We have killed 83 hogs this month. Anyone wanting to fill their freezer may call Mossey Creek Outdoors in Dawson, Georgia (35 miles north of Albany) to pick up some pork. Please contact Angel or Dan Redmond @ 229-995-4109 for all coordination.

Mossey Creek Outdoors
2788 Americus Hwy.
Dawson, GA 39842
229-995-4109 
www.mosseycreek.net

Hogs are already skinned and quartered in the freezer. Just bring a cooler large enough to transport your pork home. Full processing, wrapping and sausage are available. Call Mossey Creek for prices and details. We can't donate anymore hogs until their freezer is empty.

---JAGER


----------



## OlAlabama (Mar 26, 2010)

JAGER said:


> We plan to harvest another 100+ hogs during the month of March as farmers begin planting corn. Anyone wanting to fill their freezer may call Mossey Creek Outdoors in Dawson, Georgia (35 miles north of Albany) to make a request.

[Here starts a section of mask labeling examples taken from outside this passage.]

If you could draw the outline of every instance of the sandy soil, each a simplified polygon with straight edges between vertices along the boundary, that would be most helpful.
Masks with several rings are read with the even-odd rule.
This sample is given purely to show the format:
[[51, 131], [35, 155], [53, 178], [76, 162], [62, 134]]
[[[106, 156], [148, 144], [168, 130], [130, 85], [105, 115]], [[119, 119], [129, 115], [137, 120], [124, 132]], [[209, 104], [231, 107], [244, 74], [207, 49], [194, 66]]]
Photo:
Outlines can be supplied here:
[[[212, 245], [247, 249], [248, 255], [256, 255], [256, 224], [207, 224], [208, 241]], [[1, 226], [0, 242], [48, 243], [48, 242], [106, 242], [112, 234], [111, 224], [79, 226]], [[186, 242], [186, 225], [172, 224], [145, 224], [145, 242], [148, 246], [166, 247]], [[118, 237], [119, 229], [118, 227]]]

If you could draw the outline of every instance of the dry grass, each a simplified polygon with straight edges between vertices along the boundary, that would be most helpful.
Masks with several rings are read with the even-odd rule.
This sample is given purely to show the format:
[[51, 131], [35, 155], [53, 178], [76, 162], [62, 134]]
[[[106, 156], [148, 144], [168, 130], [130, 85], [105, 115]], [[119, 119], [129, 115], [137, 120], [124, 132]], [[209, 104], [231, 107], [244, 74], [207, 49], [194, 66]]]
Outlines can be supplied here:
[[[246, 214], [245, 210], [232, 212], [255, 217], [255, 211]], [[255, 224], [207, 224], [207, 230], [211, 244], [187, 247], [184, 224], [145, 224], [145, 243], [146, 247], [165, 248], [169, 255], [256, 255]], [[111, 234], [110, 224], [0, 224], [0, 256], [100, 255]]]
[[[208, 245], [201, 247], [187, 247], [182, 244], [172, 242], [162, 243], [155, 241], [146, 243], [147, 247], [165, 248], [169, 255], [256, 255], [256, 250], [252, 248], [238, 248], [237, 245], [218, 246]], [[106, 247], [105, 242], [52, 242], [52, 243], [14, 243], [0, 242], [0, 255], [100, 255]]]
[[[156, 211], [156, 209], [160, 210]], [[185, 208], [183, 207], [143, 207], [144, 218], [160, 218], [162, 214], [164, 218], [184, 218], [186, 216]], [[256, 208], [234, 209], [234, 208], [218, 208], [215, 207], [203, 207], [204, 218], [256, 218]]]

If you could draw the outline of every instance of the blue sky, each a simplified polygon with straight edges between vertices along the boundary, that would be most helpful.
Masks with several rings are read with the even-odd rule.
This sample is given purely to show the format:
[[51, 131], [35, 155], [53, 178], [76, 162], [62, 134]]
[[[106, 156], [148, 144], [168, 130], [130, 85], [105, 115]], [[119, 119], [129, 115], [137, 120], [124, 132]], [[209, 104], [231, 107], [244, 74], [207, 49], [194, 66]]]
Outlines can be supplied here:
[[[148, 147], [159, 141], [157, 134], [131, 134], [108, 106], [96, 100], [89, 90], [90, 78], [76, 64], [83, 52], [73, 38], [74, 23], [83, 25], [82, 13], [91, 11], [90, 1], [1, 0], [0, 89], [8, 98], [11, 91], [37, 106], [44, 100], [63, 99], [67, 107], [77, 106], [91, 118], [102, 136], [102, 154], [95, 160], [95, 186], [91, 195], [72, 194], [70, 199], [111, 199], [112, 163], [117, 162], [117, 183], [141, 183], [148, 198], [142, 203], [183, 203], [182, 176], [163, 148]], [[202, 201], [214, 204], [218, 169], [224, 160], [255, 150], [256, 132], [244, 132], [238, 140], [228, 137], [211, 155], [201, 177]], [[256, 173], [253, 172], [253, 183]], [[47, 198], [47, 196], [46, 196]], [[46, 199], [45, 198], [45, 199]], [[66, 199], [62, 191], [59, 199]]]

I might could drive from my house in central Alabama to pick up a couple fresh killed, if thats possible.  Could a true fresh kill be a reality, and is there a place I could gut, skin and quarter?  Appreciate what you do Mr. Jager.  Wish we had something like yours in Alabama.


----------



## BornToHuntAndFish (Mar 26, 2010)

JAGER said:


> We have killed 83 hogs this month. Anyone wanting to fill their freezer may call Mossey Creek Outdoors in Dawson, Georgia (35 miles north of Albany) to pick up some pork. Please contact Angel or Dan Redmond @ 229-995-4109 for all coordination.
> 
> Mossey Creek Outdoors
> 2788 Americus Hwy.
> ...



Great job, service, & generosity Jager Pro folks!


----------